The shift of interests towards Syria had several advantages. First, historically with the Syrian patriarchs Moscow, and then St. Petersburg, it was possible to negotiate better and easier than with the patriarchs of Constantinople, jealously following the activities of the Russians in the Middle East. Secondly, by giving Constantinople to the Greeks, Russia excluded itself from the undercover struggle of the Constantinople and Hellas Churches for primacy within the "Great Byzantium" and outwardly in the Balkans, where the Orthodox Greek, Serbian and other bishops challenged the canonical territories and the influence of each other. In addition, the Roman Curia could be calm, which did not like the penetration of the Orthodox Russian Church into the Balkans. Thirdly, it was possible to try to play on the traditional French-British contradictions, to break the alliance between Paris and London, which occurred in the case of Russia's attempt to establish itself in Constantinople.
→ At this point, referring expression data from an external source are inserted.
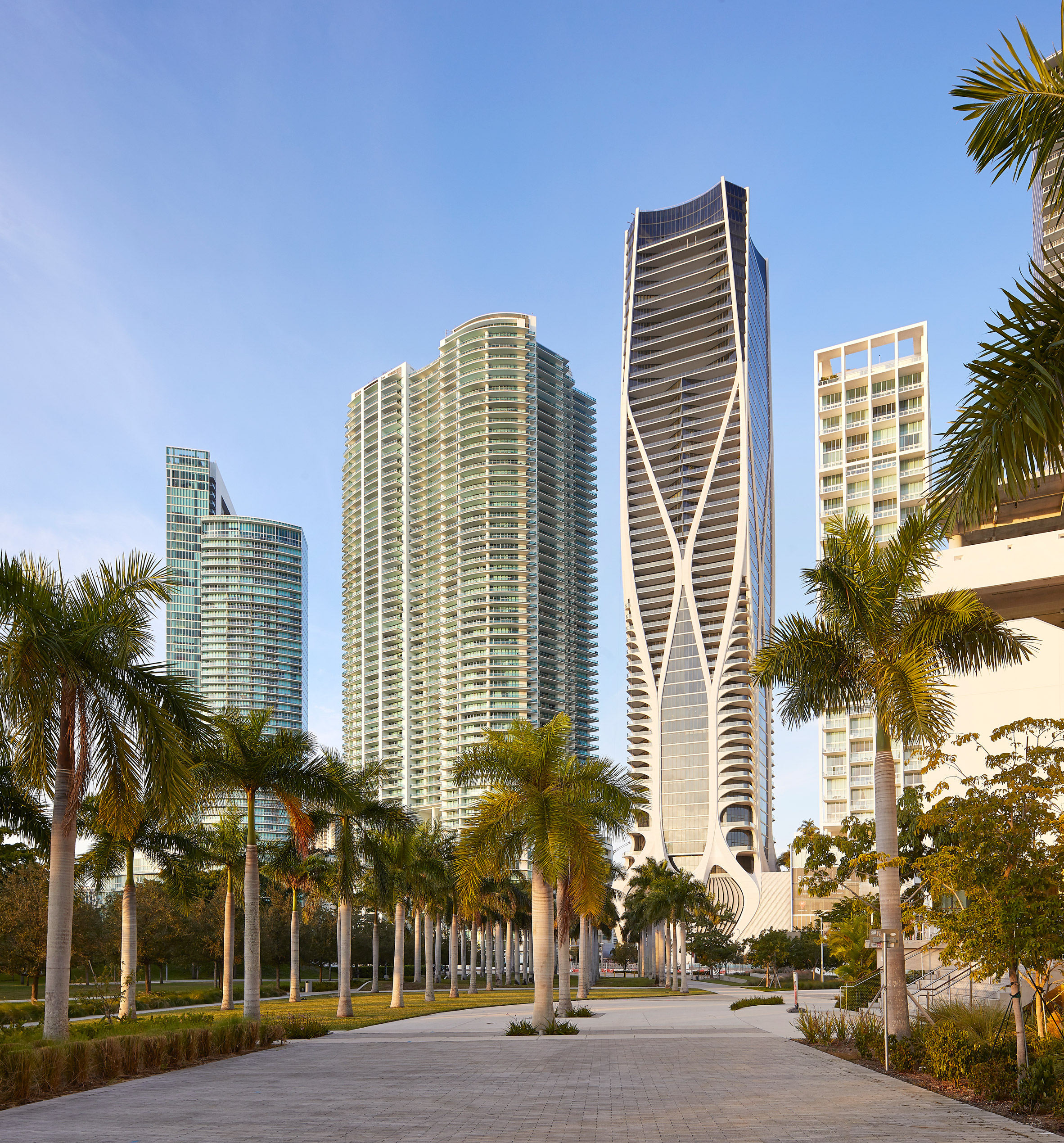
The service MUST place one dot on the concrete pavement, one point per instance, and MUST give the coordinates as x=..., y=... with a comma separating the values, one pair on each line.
x=670, y=1069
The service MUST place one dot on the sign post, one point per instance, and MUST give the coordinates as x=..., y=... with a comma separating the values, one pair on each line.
x=885, y=940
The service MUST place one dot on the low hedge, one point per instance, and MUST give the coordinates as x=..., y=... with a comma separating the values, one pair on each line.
x=46, y=1070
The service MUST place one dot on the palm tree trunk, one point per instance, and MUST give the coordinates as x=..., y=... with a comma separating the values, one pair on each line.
x=61, y=881
x=439, y=950
x=565, y=985
x=543, y=926
x=252, y=966
x=582, y=963
x=375, y=987
x=430, y=968
x=228, y=940
x=472, y=987
x=294, y=950
x=418, y=946
x=453, y=953
x=128, y=1007
x=398, y=959
x=889, y=881
x=488, y=966
x=343, y=958
x=684, y=985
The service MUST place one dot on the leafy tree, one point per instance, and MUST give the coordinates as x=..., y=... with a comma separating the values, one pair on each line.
x=878, y=641
x=999, y=883
x=84, y=707
x=772, y=950
x=623, y=955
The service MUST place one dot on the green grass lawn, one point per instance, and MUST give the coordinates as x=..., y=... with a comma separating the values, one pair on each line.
x=374, y=1010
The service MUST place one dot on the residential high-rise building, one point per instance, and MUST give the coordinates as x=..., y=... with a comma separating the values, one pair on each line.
x=698, y=542
x=872, y=425
x=237, y=621
x=469, y=557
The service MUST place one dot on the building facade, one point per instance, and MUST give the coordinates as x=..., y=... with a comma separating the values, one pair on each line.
x=237, y=621
x=872, y=428
x=469, y=557
x=698, y=542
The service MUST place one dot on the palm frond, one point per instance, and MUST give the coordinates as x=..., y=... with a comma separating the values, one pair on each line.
x=1019, y=113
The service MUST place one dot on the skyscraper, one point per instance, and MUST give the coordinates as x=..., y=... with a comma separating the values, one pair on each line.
x=698, y=540
x=871, y=396
x=237, y=616
x=469, y=557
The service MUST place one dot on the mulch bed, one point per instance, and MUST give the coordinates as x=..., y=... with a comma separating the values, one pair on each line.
x=1054, y=1124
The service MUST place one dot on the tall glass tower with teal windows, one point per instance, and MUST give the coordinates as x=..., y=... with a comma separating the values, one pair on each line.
x=698, y=541
x=237, y=621
x=469, y=558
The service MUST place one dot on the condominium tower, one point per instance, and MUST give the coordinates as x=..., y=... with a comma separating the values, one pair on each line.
x=871, y=402
x=237, y=620
x=698, y=541
x=469, y=557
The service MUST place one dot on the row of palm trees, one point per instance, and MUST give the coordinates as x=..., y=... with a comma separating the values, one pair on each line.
x=128, y=752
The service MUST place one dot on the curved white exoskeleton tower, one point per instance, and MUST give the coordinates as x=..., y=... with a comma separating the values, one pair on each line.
x=698, y=541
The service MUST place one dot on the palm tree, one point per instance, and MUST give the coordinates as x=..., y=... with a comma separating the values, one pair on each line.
x=877, y=639
x=542, y=800
x=168, y=841
x=248, y=760
x=1010, y=431
x=224, y=846
x=302, y=875
x=355, y=813
x=86, y=708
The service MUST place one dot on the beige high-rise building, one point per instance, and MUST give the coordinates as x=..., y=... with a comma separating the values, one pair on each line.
x=872, y=425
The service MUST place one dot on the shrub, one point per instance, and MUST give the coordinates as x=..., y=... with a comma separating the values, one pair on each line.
x=908, y=1053
x=993, y=1080
x=949, y=1053
x=868, y=1035
x=750, y=1002
x=1038, y=1086
x=560, y=1028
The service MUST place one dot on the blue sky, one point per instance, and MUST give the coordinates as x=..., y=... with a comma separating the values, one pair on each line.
x=217, y=220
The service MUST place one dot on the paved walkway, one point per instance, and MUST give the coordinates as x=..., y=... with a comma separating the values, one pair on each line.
x=658, y=1069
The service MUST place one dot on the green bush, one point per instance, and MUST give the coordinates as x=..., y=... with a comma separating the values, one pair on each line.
x=748, y=1002
x=950, y=1054
x=560, y=1028
x=993, y=1080
x=869, y=1036
x=1038, y=1086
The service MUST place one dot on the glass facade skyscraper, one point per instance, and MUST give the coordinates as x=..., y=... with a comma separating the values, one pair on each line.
x=237, y=620
x=698, y=540
x=469, y=557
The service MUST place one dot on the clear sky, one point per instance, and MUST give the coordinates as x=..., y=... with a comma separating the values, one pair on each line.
x=219, y=219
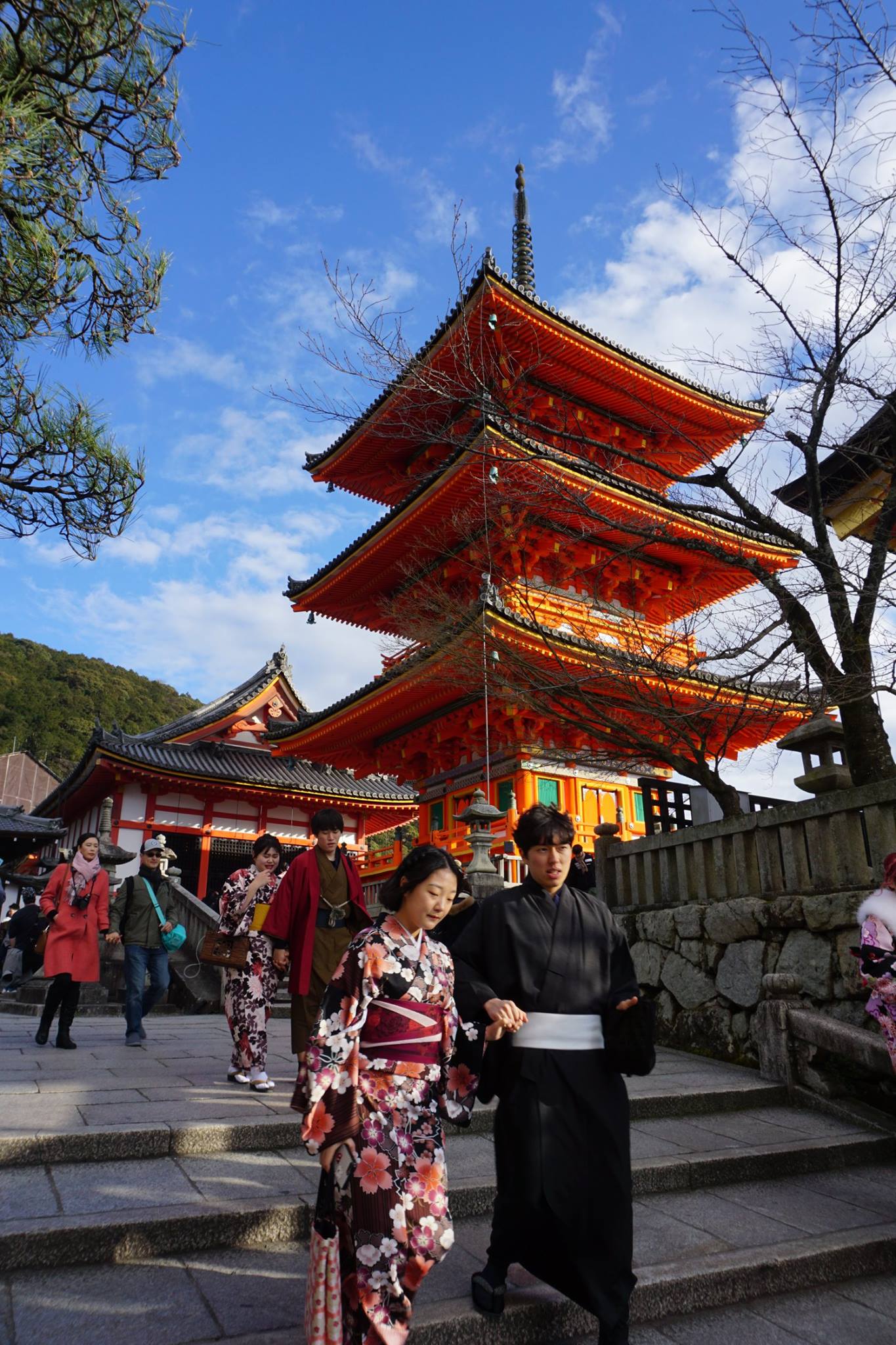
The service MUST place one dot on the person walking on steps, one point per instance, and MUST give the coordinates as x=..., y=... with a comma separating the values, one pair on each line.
x=250, y=990
x=142, y=911
x=75, y=902
x=316, y=912
x=547, y=962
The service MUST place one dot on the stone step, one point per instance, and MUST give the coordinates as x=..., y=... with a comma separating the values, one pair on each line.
x=255, y=1297
x=152, y=1138
x=125, y=1210
x=101, y=1009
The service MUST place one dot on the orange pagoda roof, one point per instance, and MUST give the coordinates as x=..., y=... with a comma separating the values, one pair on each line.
x=426, y=533
x=501, y=334
x=417, y=718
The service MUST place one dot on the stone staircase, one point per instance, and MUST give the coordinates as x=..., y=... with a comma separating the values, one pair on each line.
x=738, y=1195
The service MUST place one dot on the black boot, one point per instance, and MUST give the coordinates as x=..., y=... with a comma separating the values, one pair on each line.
x=54, y=998
x=488, y=1289
x=66, y=1016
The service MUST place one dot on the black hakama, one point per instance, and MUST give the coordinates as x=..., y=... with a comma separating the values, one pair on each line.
x=563, y=1208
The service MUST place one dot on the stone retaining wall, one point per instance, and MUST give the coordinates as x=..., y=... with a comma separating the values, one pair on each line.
x=704, y=963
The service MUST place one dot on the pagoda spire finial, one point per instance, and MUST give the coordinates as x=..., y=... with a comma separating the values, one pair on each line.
x=523, y=255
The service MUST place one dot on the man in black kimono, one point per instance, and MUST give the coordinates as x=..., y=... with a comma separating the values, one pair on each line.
x=545, y=961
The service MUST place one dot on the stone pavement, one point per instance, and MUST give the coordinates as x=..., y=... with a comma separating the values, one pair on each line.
x=139, y=1187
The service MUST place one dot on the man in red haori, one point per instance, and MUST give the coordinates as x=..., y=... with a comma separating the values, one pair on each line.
x=316, y=912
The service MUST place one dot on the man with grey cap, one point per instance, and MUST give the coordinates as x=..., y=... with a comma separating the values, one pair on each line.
x=135, y=920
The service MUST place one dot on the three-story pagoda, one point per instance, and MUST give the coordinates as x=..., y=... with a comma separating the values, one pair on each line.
x=521, y=458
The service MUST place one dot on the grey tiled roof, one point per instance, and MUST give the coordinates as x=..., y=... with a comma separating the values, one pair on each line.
x=251, y=766
x=277, y=665
x=18, y=822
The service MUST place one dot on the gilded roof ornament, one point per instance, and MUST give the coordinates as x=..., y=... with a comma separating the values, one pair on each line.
x=523, y=255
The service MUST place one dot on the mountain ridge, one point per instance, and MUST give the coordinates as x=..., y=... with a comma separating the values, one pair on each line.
x=50, y=701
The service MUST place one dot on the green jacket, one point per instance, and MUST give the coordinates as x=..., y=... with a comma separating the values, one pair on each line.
x=133, y=916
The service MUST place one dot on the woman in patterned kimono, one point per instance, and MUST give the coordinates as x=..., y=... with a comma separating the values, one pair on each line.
x=386, y=1063
x=878, y=917
x=250, y=990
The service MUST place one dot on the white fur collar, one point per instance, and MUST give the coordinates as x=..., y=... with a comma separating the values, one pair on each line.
x=882, y=904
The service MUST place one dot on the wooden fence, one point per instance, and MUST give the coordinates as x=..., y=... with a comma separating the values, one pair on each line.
x=829, y=844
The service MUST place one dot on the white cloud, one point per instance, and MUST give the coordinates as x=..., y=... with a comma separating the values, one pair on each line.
x=264, y=213
x=581, y=104
x=177, y=357
x=265, y=450
x=433, y=202
x=436, y=206
x=205, y=639
x=267, y=214
x=373, y=156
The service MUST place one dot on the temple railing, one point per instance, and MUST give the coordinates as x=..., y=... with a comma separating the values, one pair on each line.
x=829, y=844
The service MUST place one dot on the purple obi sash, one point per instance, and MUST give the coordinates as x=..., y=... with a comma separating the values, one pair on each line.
x=402, y=1029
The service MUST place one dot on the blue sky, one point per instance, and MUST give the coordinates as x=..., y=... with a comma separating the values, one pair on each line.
x=351, y=132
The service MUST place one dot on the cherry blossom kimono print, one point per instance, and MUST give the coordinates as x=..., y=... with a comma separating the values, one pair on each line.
x=249, y=992
x=878, y=917
x=386, y=1063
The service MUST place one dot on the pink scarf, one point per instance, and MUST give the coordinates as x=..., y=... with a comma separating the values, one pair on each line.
x=82, y=873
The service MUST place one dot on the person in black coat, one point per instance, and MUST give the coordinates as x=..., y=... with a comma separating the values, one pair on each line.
x=547, y=961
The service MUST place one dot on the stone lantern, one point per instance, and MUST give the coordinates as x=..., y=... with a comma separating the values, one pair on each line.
x=821, y=745
x=480, y=816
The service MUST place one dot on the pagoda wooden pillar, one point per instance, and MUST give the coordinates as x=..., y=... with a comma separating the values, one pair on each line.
x=205, y=852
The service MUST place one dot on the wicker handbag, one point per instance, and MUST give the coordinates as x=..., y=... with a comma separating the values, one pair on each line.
x=224, y=950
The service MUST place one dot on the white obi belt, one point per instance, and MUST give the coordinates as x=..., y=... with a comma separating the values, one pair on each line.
x=561, y=1032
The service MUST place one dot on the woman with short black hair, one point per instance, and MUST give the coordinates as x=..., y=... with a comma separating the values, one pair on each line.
x=386, y=1061
x=75, y=902
x=249, y=992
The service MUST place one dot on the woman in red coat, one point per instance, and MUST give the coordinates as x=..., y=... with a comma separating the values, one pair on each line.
x=75, y=902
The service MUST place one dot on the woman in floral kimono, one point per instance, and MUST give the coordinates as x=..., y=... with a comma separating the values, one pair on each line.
x=250, y=990
x=878, y=951
x=386, y=1063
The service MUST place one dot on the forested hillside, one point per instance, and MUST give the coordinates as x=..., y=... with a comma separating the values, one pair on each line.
x=50, y=699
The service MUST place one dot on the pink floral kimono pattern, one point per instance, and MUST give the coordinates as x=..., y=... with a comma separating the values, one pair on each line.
x=249, y=992
x=882, y=1002
x=391, y=1204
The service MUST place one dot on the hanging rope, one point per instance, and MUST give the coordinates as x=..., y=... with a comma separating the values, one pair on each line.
x=486, y=591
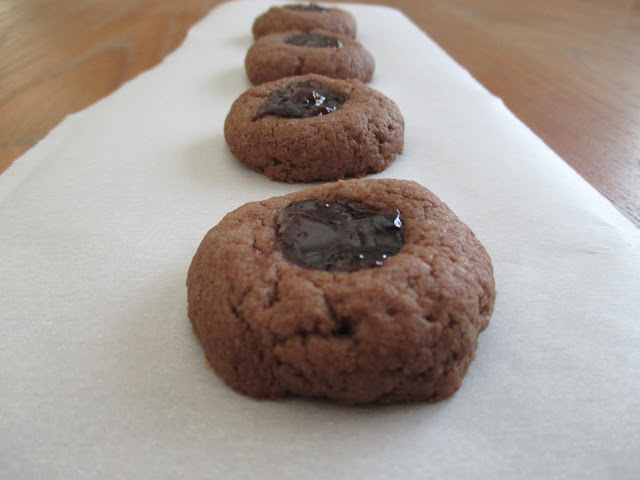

And here is the third note in Sir Bertie's diary from 2 January 1919: "Pichon (French Foreign Minister from November 1917 to January 1920 - SS) spoke in the Chamber of Deputies about the historical rights of France in Syria, Lebanon and Palestine and said that the United Kingdom will undoubtedly honor its commitments to France with honor. I warned Lloyd George (Prime Minister of Great Britain from December 1916 to October 1922 - SS) that no matter how absurd the demands of France - namely the unbelieving government, supported by the French Roman Catholic schools and priests, which requires because of this right - nevertheless, no French government dares to do otherwise, as the confidence in these rights lives in all the priests and Catholics of France, as well as among politicians who are not themselves Catholics, but ducks to the public mood. "
Of course, Russia agree with Paris and the Roman Curia would have to be difficult, but it was worth it. Let's see if that would happen today.